Jornal da Tarde, 10/03/2004.



O Legislativo em transformação

Marco Aurélio Nogueira



Todo início de ano político joga luz sobre o Poder Legislativo. Salvo quando o recesso parlamentar é suspenso, a política só começa mesmo quando deputados e senadores entram em cena. A democracia, a rigor, não pode funcionar sem um Legislativo forte e atuante.

O quadro geral, porém, contrasta e relativiza essa tendência: o Poder Executivo insiste em tomar decisões a toque de caixa, por temor de não conseguir governar, aumentam as pressões em favor da democracia direta e o Legislativo parece claudicar. A representação ficou emparedada.

A “sociedade da informação” se afirma impelida pela velocidade, a inovação tecnológica cria novidades contínuas e facilita enormemente o processamento de informações, a globalização unifica mercados e enfraquece os Estados nacionais. O poder efetivo – consubstanciado nas decisões econômico-financeiras transnacionais – escapa da política, que passa assim a operar sem muita eficácia. A sensação é de que políticos, rotinas parlamentares e governos são impotentes ou inúteis diante da força dos fatos e dos grandes interesses econômicos.

A imagem que a opinião pública tem do Parlamento é tendencialmente negativa. O decisionismo do Executivo agrava ainda mais os efeitos das “irracionalidades” existentes no sistema político, da fragilidade e do despreparo técnico da classe política, da espetacularização que esvazia a política de sentido cívico. Hoje, o Poder Legislativo está submetido a um complexo conjunto de pressões e desafios, provenientes do próprio processo de reorganização da vida contemporânea e sobretudo de sua tradução brasileira, onde globalização e inovação tecnológica acelerada se misturam com uma questão social que não parece ter limites. O Legislativo tornou-se, ele também, um “ambiente” carregado de demandas e às voltas com complicados problemas de organização, funcionamento e desempenho. Quando posto diante de temas polêmicos e estratégicos, parece enfartar. Não deixa de funcionar e nem de cumprir um papel de relevo, mas “sofre” para fazer isso.

As dificuldades do Legislativo provêm tanto das mudanças que ocorrem na base da sociedade e no modo de vida, quanto das transformações por que passa a democracia contemporânea. De uma representação política baseada em partidos e eleitores fiéis, estamos transitando para uma representação de novo tipo, na qual o “público” joga o papel principal. Grupos, interesses e opiniões pressionam por participação e cobram agilidade e soluções dos parlamentares. Os eleitores são, hoje, mais informados, mais instáveis, mudam de opinião com rapidez, são menos leais aos políticos. O Poder Legislativo nem sempre consegue operar em sintonia com a sociedade.

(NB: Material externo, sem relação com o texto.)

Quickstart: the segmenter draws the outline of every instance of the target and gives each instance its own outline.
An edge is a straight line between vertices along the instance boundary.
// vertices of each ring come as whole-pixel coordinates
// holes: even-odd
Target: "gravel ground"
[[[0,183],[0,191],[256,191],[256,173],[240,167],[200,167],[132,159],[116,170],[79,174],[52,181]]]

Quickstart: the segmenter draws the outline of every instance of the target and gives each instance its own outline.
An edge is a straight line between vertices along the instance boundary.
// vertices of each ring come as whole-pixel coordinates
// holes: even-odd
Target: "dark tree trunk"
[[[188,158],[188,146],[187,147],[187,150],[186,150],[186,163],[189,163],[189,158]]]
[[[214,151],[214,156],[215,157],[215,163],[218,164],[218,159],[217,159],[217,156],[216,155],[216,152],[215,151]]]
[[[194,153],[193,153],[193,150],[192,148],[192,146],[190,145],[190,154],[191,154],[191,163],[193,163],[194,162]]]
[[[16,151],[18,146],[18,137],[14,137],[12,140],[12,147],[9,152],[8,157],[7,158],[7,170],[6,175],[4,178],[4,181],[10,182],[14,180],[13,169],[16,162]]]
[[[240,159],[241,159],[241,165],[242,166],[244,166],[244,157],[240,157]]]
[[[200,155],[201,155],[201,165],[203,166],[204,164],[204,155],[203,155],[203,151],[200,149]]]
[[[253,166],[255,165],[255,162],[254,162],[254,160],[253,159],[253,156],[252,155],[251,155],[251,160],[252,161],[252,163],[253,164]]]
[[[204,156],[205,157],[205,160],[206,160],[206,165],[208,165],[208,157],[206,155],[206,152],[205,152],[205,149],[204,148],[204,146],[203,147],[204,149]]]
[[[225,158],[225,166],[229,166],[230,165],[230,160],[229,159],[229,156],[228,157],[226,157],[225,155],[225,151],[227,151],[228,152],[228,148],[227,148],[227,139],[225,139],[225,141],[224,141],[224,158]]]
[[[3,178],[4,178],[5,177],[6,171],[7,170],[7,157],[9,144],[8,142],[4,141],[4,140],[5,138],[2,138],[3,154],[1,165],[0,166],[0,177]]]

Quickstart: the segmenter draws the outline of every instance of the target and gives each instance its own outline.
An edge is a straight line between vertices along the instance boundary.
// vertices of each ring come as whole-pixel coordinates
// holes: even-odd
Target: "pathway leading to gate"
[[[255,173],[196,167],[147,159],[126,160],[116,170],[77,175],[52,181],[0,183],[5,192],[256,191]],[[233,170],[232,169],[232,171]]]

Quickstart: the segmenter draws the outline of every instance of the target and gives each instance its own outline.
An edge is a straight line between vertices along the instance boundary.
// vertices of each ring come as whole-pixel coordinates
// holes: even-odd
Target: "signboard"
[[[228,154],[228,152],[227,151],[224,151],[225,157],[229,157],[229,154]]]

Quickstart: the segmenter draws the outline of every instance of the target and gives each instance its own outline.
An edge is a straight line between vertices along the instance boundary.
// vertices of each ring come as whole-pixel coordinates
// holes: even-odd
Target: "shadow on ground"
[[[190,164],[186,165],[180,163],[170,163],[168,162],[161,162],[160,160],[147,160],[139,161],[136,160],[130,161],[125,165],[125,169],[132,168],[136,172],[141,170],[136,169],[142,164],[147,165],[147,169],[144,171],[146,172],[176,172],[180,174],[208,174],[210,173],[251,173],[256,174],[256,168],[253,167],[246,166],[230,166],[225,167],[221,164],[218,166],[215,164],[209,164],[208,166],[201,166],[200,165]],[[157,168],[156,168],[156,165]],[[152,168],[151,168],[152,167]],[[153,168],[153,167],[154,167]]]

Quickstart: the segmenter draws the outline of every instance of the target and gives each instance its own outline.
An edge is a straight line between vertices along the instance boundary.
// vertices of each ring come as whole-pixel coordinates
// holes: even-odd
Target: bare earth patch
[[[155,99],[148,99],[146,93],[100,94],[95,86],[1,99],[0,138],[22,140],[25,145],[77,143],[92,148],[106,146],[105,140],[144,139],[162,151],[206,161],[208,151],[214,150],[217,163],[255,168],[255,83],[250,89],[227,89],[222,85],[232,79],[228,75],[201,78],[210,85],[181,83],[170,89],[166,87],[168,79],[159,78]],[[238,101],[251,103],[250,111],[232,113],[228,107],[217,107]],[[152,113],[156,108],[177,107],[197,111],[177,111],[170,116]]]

O Instituto do Legislativo Paulista foi criado pela Assembléia Estadual de São Paulo com o objetivo principal de organizar atividades para aumentar o preparo e a competência de seus quadros, tanto os parlamentares quanto os de assessoria e suporte. Tem dialogado e interagido com as universidades públicas estaduais, buscando parceiros, idéias e sugestões. É um caminho promissor. Desde o final de 2002, a Universidade Estadual Paulista (UNESP) tem participado intensamente dessas atividades, procurando contribuir e auxiliar a Assembléia nessa que é, sem dúvida, uma iniciativa digna de todo apoio. Agora, no mês de fevereiro, a própria UNESP deu início a um Curso de Especialização em Governo e Poder Legislativo, com duração de 420 horas, que deverá se estender até meados de 2005, para uma turma de 50 participantes.

A melhoria contínua da qualificação técnica, ética e política dos quadros do Poder Legislativo é fundamental para o bom funcionamento da democracia representativa em qualquer lugar do mundo, e portanto também no Brasil. A “classe política”, o Estado e a sociedade só têm a ganhar com isso.

Mais preparo técnico e político não garante tudo, é evidente. A recuperação plena do Poder Legislativo depende de como avançará a reforma do sistema político. Quanto mais democrática e criteriosa for essa reforma – quanto mais ela estiver aberta para a sociedade civil e os interesses da maioria --, mais o Legislativo será valorizado e se recolocará de modo ativo na vida brasileira. Sistemas, porém, não agem por moto próprio. Depende de idéias e pessoas. Um “novo” sistema político só produzirá efeitos positivos se encontrar bons profissionais que o implementem e façam funcionar.